« Soit l’auteur est un imbécile, soit c’est vous »
Boris Senff
24 heures, 10 février 2012
Patrik Ourednik, écrivain tchèque exilé en France, publie de front un antiroman hilarant et des poèmes à la sève caustique.
Patrik Ourednik soigne son originalité. Apparu sur la scène littéraire en 2004 avec son livre Europeana, l’écrivain tchèque exilé en France réalisait avec ce récit une saisissante synthèse de l’histoire européenne du XXe siècle en accolant et télescopant des bribes historiques jusqu’à parvenir à un sentiment d’absurdité assez pertinent.
Cette année, l’écrivain de 54 ans n’a toujours pas désarmé son anticonformisme et revient avec deux publications conjointes chez Allia, de visées apparentes très différentes. Classé sans suite se présente comme un roman, tandis que Le silence aussi comme un recueil de poèmes. S’il débute à la façon d’un roman de Queneau plus chargé en salacité et mauvais esprit (tchèque), le roman d’Ourednik s’avère un piège pour le lecteur, et le Prague dans lequel évoluent ses personnages un décor de carton-pâte.
Les pistes de l’intrigue s’égarent, ne mènent nulle part. Page 98, l’auteur ne s’en cache pas : « Lecteur ! Notre récit vous paraît dispersé ? (…) Gardez espoir : soit l’auteur est un imbécile, soit c’est vous ; les chances sont égales. » L’égalité en question est toute théorique, comme le démontre une sorte de postface où, sous pseudo, Ourednik éclaire et justifie cet inachèvement machiavélique. Frustrant les attentes ouvertes par un roman, Classé sans suite déjoue le conformisme romanesque, avec un humour qui rend la démarche supportable. On savait le Tchèque rétif au code, son antiroman confirme un nihilisme ludique et critique (le roman comme machine à ressasser inlassablement les mêmes intrigues délassantes).

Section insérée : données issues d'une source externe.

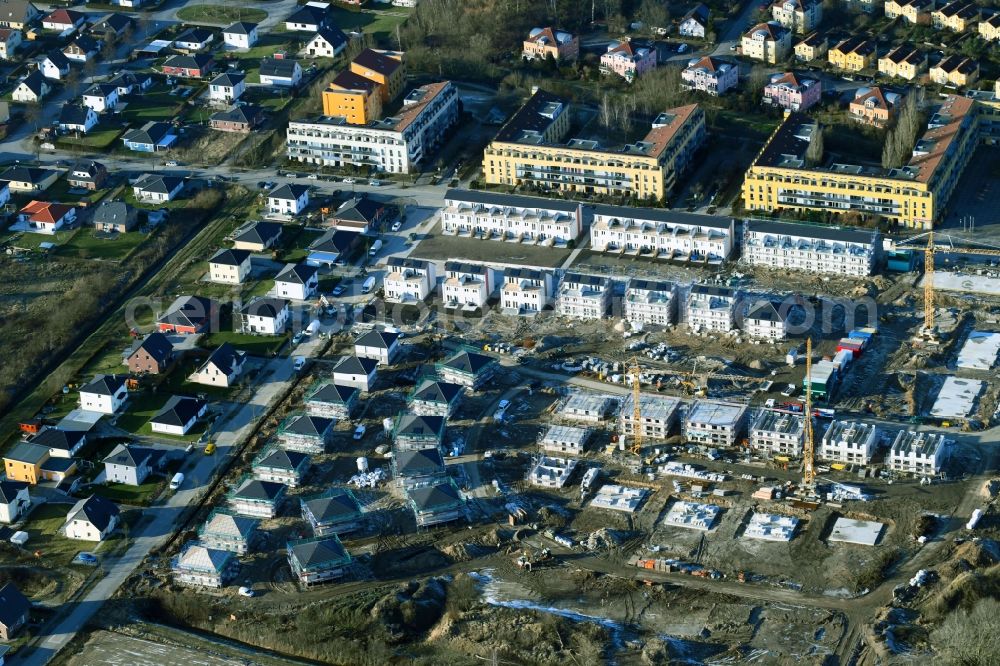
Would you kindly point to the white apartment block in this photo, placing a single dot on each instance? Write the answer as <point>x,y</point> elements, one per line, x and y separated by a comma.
<point>584,296</point>
<point>777,433</point>
<point>665,234</point>
<point>711,308</point>
<point>715,423</point>
<point>491,215</point>
<point>408,280</point>
<point>650,302</point>
<point>848,442</point>
<point>657,414</point>
<point>918,452</point>
<point>395,144</point>
<point>525,290</point>
<point>467,285</point>
<point>803,247</point>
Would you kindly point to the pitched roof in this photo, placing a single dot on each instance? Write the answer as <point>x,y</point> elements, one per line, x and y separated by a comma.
<point>178,411</point>
<point>95,509</point>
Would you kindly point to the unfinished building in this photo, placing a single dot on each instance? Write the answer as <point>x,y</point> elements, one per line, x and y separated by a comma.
<point>658,415</point>
<point>850,442</point>
<point>777,433</point>
<point>715,423</point>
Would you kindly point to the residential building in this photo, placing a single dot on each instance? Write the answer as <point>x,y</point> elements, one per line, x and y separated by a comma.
<point>202,566</point>
<point>394,144</point>
<point>715,423</point>
<point>792,92</point>
<point>853,54</point>
<point>492,215</point>
<point>130,465</point>
<point>799,16</point>
<point>225,530</point>
<point>91,519</point>
<point>298,282</point>
<point>189,315</point>
<point>777,433</point>
<point>528,150</point>
<point>851,442</point>
<point>920,453</point>
<point>468,286</point>
<point>818,249</point>
<point>318,560</point>
<point>913,12</point>
<point>433,397</point>
<point>768,42</point>
<point>152,355</point>
<point>955,70</point>
<point>550,42</point>
<point>525,290</point>
<point>628,60</point>
<point>914,195</point>
<point>649,302</point>
<point>766,321</point>
<point>412,432</point>
<point>710,75</point>
<point>326,43</point>
<point>150,138</point>
<point>178,416</point>
<point>333,512</point>
<point>304,433</point>
<point>288,199</point>
<point>281,466</point>
<point>904,62</point>
<point>240,35</point>
<point>223,367</point>
<point>664,234</point>
<point>331,400</point>
<point>437,504</point>
<point>468,368</point>
<point>280,72</point>
<point>256,499</point>
<point>695,23</point>
<point>15,499</point>
<point>355,372</point>
<point>874,106</point>
<point>383,346</point>
<point>408,280</point>
<point>584,296</point>
<point>711,308</point>
<point>264,316</point>
<point>957,16</point>
<point>104,393</point>
<point>812,47</point>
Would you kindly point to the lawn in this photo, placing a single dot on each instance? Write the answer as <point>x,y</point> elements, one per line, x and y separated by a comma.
<point>221,15</point>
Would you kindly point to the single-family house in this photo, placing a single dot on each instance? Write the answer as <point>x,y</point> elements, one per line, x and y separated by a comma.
<point>153,187</point>
<point>264,316</point>
<point>222,368</point>
<point>115,216</point>
<point>128,464</point>
<point>285,73</point>
<point>383,346</point>
<point>240,35</point>
<point>152,355</point>
<point>298,282</point>
<point>104,393</point>
<point>178,415</point>
<point>357,372</point>
<point>92,519</point>
<point>229,266</point>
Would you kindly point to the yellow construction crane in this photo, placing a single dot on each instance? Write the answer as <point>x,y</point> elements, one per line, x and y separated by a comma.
<point>636,373</point>
<point>808,450</point>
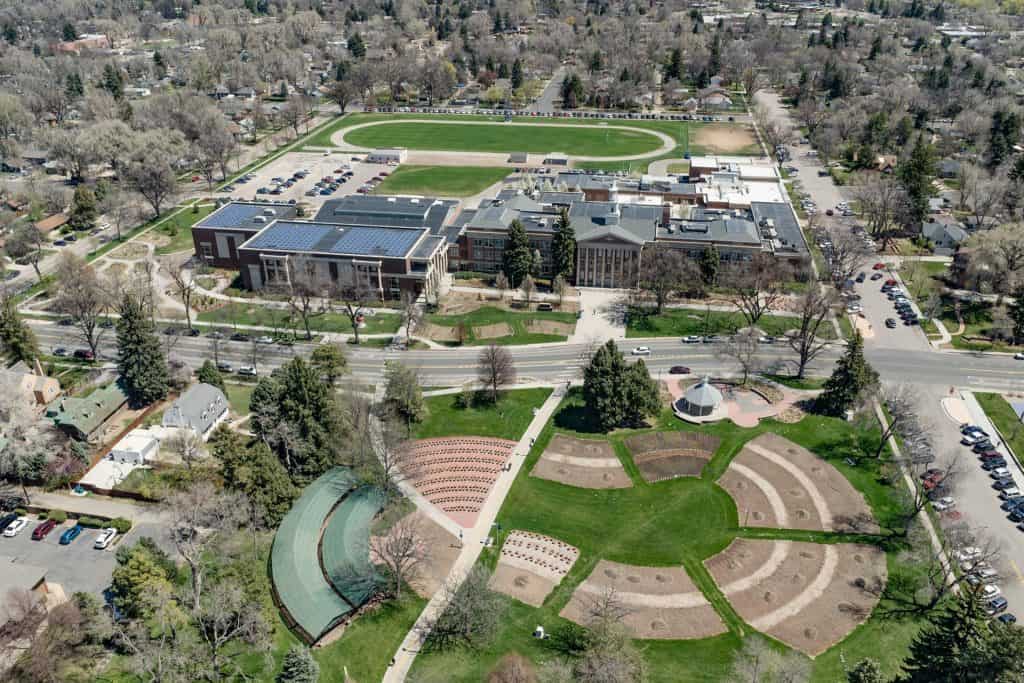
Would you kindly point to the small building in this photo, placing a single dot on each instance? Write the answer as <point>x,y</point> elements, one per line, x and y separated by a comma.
<point>388,156</point>
<point>200,409</point>
<point>137,447</point>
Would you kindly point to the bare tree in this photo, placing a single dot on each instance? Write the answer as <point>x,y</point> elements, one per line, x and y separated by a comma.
<point>814,307</point>
<point>742,348</point>
<point>196,518</point>
<point>496,369</point>
<point>402,552</point>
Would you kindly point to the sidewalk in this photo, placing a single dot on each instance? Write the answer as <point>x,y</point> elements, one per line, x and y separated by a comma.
<point>472,543</point>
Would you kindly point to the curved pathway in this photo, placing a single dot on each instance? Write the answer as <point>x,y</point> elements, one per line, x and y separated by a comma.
<point>668,142</point>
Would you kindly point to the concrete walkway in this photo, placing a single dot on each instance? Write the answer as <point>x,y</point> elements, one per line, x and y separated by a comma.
<point>472,543</point>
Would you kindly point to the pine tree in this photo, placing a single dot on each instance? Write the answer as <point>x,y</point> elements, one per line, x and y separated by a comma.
<point>299,667</point>
<point>140,357</point>
<point>208,374</point>
<point>16,338</point>
<point>563,247</point>
<point>518,257</point>
<point>852,377</point>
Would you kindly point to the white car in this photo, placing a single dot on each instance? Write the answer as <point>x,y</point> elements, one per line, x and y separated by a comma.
<point>15,527</point>
<point>104,539</point>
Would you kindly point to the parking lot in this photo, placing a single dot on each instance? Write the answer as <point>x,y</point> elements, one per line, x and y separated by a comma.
<point>318,165</point>
<point>77,566</point>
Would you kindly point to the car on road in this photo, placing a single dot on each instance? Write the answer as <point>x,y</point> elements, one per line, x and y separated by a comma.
<point>15,527</point>
<point>43,529</point>
<point>105,539</point>
<point>68,537</point>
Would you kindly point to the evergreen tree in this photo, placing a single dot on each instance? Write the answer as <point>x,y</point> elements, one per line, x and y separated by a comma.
<point>710,261</point>
<point>16,338</point>
<point>852,377</point>
<point>208,374</point>
<point>563,247</point>
<point>299,667</point>
<point>140,357</point>
<point>518,257</point>
<point>83,209</point>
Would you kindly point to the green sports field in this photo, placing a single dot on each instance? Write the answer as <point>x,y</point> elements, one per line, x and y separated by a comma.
<point>500,137</point>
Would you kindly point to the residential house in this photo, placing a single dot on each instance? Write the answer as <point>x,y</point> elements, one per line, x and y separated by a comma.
<point>200,409</point>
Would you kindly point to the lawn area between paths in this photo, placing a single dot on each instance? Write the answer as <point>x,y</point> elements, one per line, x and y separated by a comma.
<point>663,524</point>
<point>682,322</point>
<point>247,313</point>
<point>517,322</point>
<point>506,419</point>
<point>440,180</point>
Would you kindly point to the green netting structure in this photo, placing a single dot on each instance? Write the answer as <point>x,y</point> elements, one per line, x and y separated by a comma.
<point>345,546</point>
<point>309,603</point>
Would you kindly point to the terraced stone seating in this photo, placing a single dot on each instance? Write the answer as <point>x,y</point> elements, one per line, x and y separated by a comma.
<point>668,455</point>
<point>456,473</point>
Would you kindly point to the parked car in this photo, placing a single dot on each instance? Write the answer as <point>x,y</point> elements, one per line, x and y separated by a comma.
<point>43,529</point>
<point>68,537</point>
<point>105,539</point>
<point>15,527</point>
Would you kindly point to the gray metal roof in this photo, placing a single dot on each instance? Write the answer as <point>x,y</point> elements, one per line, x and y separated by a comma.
<point>339,240</point>
<point>247,215</point>
<point>197,409</point>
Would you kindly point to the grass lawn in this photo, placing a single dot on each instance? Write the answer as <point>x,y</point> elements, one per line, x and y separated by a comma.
<point>538,138</point>
<point>681,322</point>
<point>237,313</point>
<point>1005,418</point>
<point>440,180</point>
<point>506,419</point>
<point>670,522</point>
<point>516,321</point>
<point>178,229</point>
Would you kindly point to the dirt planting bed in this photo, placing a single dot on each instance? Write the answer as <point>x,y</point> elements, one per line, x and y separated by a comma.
<point>583,463</point>
<point>668,455</point>
<point>660,602</point>
<point>777,483</point>
<point>808,595</point>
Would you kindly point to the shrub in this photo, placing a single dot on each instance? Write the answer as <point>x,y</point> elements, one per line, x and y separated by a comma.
<point>121,524</point>
<point>59,516</point>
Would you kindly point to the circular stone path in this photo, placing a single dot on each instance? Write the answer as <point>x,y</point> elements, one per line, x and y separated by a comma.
<point>668,143</point>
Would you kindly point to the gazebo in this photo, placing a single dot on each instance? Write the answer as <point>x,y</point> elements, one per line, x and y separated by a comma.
<point>700,400</point>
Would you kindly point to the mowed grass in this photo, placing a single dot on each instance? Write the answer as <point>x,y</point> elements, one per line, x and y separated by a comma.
<point>516,322</point>
<point>440,180</point>
<point>500,137</point>
<point>682,322</point>
<point>506,419</point>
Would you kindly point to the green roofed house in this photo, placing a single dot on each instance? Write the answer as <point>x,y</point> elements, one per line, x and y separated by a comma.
<point>320,562</point>
<point>81,418</point>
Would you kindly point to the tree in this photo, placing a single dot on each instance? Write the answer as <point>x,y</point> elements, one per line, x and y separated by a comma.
<point>25,242</point>
<point>196,517</point>
<point>662,273</point>
<point>140,358</point>
<point>329,359</point>
<point>849,382</point>
<point>17,340</point>
<point>518,257</point>
<point>813,308</point>
<point>298,667</point>
<point>496,369</point>
<point>402,393</point>
<point>402,552</point>
<point>563,247</point>
<point>82,297</point>
<point>83,209</point>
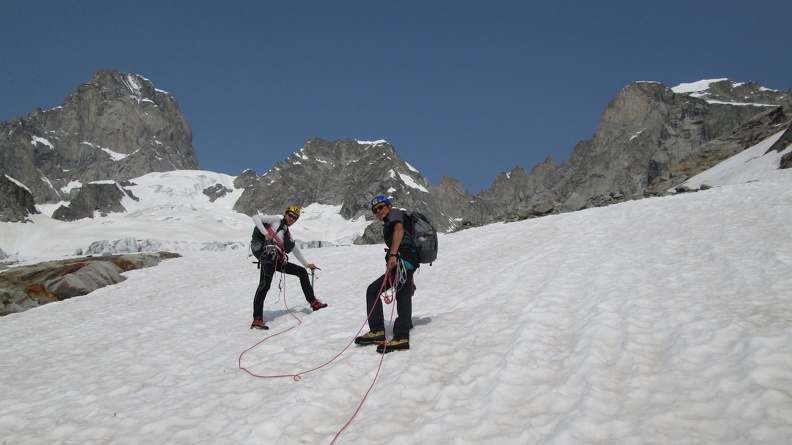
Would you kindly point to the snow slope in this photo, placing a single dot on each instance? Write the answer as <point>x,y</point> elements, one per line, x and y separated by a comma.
<point>664,320</point>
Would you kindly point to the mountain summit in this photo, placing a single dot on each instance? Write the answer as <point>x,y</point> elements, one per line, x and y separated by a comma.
<point>115,127</point>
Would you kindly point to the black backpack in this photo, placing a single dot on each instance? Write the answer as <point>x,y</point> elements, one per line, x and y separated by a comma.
<point>423,236</point>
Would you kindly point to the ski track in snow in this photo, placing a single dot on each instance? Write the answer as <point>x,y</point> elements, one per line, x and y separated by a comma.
<point>662,320</point>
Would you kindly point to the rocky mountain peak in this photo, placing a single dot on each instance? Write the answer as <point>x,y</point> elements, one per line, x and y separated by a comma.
<point>117,126</point>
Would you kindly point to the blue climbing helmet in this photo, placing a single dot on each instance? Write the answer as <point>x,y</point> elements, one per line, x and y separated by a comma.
<point>379,199</point>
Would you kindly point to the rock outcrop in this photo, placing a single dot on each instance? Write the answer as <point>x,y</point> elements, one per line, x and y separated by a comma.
<point>25,287</point>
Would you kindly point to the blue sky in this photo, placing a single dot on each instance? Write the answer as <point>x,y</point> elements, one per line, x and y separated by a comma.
<point>467,88</point>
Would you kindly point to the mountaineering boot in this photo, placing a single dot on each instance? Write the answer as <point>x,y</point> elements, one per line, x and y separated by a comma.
<point>259,323</point>
<point>401,344</point>
<point>316,305</point>
<point>371,338</point>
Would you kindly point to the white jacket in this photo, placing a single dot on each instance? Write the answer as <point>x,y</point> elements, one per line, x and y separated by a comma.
<point>274,221</point>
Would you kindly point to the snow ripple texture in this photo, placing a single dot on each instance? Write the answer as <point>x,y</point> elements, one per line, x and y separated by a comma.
<point>664,320</point>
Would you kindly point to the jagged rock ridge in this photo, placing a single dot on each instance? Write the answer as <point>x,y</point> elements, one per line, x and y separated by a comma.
<point>116,127</point>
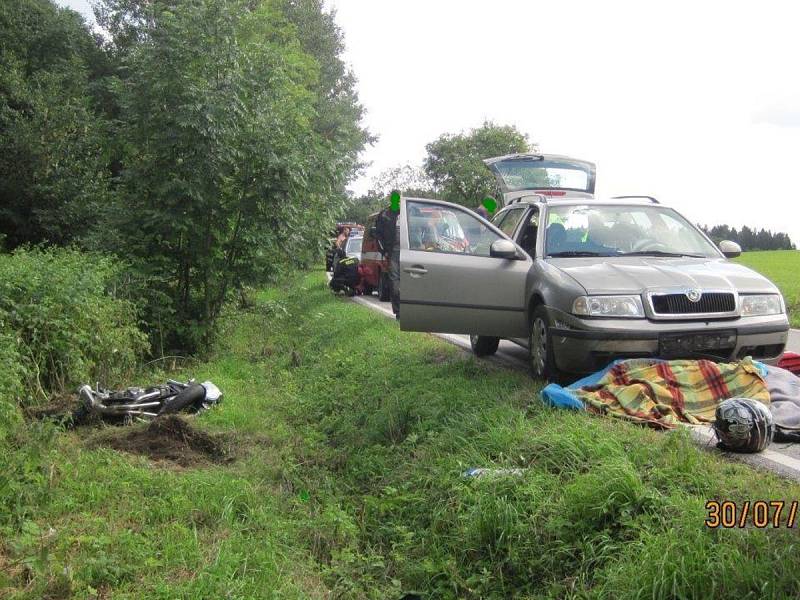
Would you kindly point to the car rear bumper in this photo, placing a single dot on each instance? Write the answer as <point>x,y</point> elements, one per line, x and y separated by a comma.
<point>584,346</point>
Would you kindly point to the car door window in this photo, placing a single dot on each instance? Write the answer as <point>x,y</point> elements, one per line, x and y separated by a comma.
<point>510,222</point>
<point>529,233</point>
<point>498,218</point>
<point>436,228</point>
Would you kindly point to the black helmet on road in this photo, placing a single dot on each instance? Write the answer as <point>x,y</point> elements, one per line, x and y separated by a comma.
<point>743,425</point>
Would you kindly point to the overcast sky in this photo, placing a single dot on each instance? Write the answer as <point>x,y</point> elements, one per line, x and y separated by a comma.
<point>696,103</point>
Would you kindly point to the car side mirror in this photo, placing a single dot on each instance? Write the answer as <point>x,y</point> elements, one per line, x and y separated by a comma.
<point>503,249</point>
<point>730,249</point>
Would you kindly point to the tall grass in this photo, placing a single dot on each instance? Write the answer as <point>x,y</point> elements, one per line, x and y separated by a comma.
<point>352,439</point>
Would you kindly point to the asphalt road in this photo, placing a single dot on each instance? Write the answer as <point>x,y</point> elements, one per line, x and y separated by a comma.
<point>782,459</point>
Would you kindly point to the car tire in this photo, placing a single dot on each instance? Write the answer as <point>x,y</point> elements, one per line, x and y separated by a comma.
<point>484,345</point>
<point>540,347</point>
<point>384,288</point>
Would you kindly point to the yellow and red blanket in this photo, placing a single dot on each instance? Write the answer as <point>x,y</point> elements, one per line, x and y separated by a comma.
<point>664,394</point>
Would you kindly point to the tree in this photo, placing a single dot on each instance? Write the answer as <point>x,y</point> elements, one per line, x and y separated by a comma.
<point>455,161</point>
<point>53,160</point>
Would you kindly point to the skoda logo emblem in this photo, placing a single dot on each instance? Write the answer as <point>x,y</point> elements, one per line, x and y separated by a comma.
<point>694,295</point>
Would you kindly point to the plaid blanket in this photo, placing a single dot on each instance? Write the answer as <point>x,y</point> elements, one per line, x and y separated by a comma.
<point>665,393</point>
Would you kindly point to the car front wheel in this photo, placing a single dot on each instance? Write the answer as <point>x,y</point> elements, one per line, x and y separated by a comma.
<point>542,358</point>
<point>484,345</point>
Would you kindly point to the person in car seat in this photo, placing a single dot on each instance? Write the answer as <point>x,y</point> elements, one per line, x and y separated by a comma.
<point>556,238</point>
<point>341,239</point>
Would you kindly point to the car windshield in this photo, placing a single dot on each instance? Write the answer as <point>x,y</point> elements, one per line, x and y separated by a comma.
<point>354,245</point>
<point>622,230</point>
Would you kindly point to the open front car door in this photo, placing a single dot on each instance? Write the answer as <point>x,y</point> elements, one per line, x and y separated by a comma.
<point>459,273</point>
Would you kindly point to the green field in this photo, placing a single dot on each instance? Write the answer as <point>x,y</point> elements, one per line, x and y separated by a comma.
<point>337,473</point>
<point>783,268</point>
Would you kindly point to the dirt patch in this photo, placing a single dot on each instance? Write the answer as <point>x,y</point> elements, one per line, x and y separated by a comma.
<point>438,356</point>
<point>171,438</point>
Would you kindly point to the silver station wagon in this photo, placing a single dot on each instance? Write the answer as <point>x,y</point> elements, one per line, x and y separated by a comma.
<point>578,280</point>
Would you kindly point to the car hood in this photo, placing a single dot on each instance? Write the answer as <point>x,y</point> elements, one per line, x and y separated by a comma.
<point>621,275</point>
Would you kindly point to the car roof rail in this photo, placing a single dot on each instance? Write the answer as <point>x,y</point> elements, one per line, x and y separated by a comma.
<point>653,200</point>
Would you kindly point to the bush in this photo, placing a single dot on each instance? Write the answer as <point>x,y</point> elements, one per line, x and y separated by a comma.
<point>62,323</point>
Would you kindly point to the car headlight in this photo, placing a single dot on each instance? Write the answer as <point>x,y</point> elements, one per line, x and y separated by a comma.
<point>608,306</point>
<point>756,305</point>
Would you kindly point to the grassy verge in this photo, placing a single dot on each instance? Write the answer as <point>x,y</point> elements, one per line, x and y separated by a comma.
<point>782,267</point>
<point>349,439</point>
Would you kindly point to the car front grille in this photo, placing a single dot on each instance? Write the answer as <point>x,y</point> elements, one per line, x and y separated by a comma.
<point>679,304</point>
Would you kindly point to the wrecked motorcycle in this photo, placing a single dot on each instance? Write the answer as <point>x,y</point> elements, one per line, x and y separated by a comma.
<point>135,403</point>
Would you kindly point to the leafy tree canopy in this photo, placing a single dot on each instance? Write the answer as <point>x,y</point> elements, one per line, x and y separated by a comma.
<point>455,161</point>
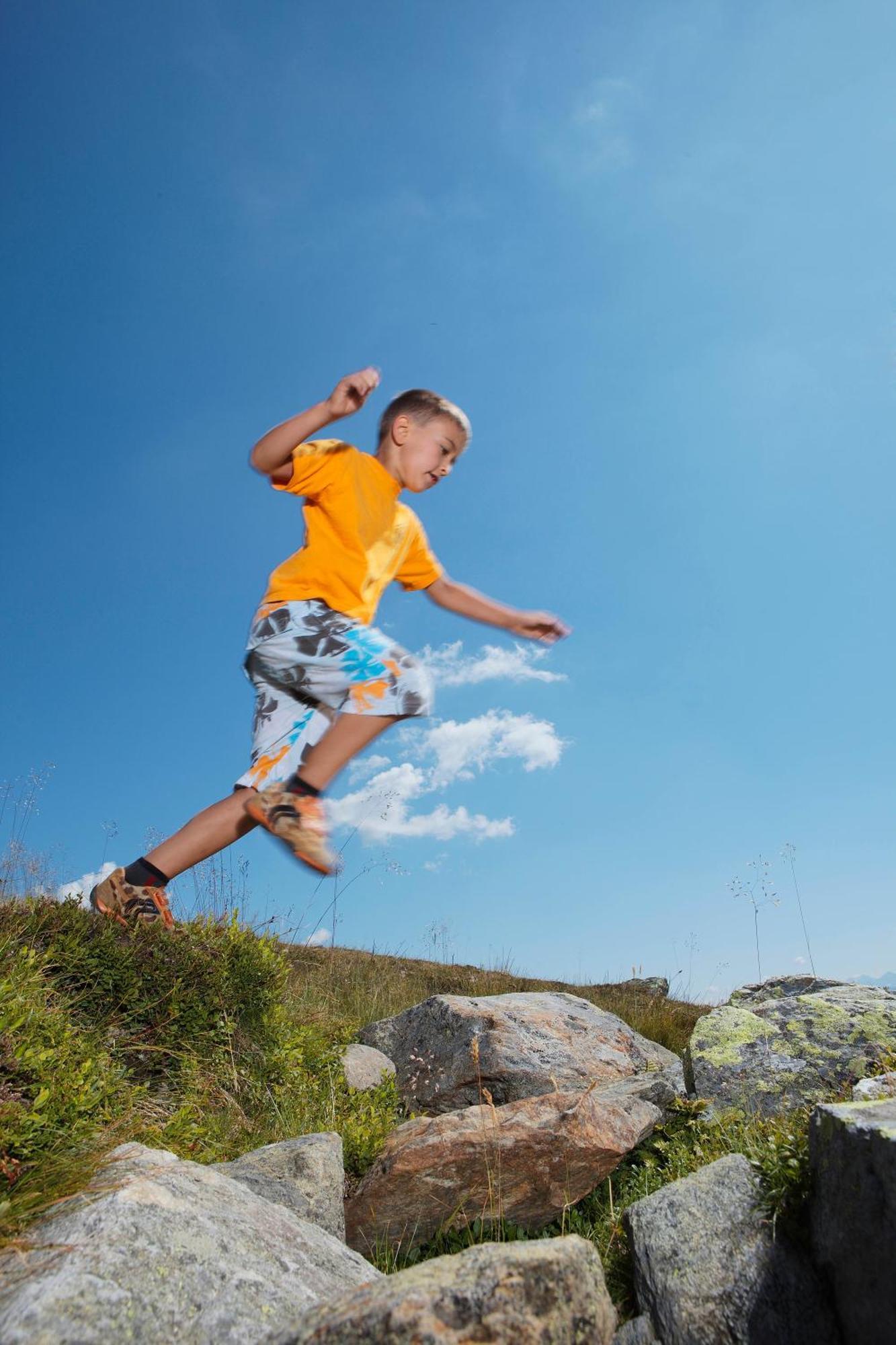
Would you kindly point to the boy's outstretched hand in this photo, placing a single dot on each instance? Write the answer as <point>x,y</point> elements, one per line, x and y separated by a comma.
<point>352,392</point>
<point>540,626</point>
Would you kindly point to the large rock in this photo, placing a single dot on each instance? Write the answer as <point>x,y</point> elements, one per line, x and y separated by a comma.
<point>526,1044</point>
<point>541,1293</point>
<point>525,1163</point>
<point>159,1250</point>
<point>639,1331</point>
<point>876,1089</point>
<point>853,1215</point>
<point>304,1175</point>
<point>708,1270</point>
<point>780,988</point>
<point>770,1050</point>
<point>365,1067</point>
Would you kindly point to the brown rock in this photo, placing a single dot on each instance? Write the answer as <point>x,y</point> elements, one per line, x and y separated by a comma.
<point>551,1292</point>
<point>524,1163</point>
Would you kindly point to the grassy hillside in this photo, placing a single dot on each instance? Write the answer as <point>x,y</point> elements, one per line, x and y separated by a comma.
<point>213,1042</point>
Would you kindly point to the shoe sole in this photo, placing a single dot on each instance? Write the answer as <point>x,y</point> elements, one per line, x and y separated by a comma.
<point>106,911</point>
<point>97,905</point>
<point>257,813</point>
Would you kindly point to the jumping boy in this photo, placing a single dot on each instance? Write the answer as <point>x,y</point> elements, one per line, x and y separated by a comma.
<point>327,683</point>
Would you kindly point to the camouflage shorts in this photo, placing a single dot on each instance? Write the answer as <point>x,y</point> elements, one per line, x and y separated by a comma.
<point>310,664</point>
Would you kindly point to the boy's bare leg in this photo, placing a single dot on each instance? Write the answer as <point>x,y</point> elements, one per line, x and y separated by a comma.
<point>343,740</point>
<point>209,832</point>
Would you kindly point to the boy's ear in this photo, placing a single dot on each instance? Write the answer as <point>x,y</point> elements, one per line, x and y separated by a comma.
<point>400,428</point>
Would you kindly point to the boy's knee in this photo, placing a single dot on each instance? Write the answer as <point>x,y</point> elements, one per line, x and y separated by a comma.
<point>416,693</point>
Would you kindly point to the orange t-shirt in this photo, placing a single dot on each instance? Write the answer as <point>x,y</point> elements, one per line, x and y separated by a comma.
<point>358,537</point>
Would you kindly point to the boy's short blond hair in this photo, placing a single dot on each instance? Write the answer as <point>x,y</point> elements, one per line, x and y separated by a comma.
<point>423,406</point>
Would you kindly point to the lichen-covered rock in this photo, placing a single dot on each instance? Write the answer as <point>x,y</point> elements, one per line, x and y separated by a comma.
<point>780,988</point>
<point>525,1163</point>
<point>876,1089</point>
<point>448,1048</point>
<point>159,1250</point>
<point>304,1175</point>
<point>538,1293</point>
<point>365,1067</point>
<point>771,1051</point>
<point>852,1152</point>
<point>708,1270</point>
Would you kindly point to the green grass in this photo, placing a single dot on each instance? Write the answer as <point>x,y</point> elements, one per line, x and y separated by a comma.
<point>213,1042</point>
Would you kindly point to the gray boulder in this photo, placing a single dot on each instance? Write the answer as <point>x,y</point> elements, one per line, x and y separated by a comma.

La parution simultanée du Silence aussi et ses 55 petits textes donne une piste de plus sur les intentions littéraires d’Ourednik. Ces poèmes, aussi vigoureux et polymorphes que minimalistes, revivifient avec éclat un genre donné pour moribond (si ce n’est tout à fait mort) qui, malgré le récent Prix Nobel de littérature, a perdu de son attrait. Il y est question du brouhaha, du trop-plein de mots, de répétition et de mort. Le sarcasme y est toujours tenu à distance par un pathétique mesuré, voire enjoué. « Le silence en dit long / Pour peu qu’il soit partagé. » Certains auteurs à succès feraient bien de le méditer au moment de signer leurs à-valoir.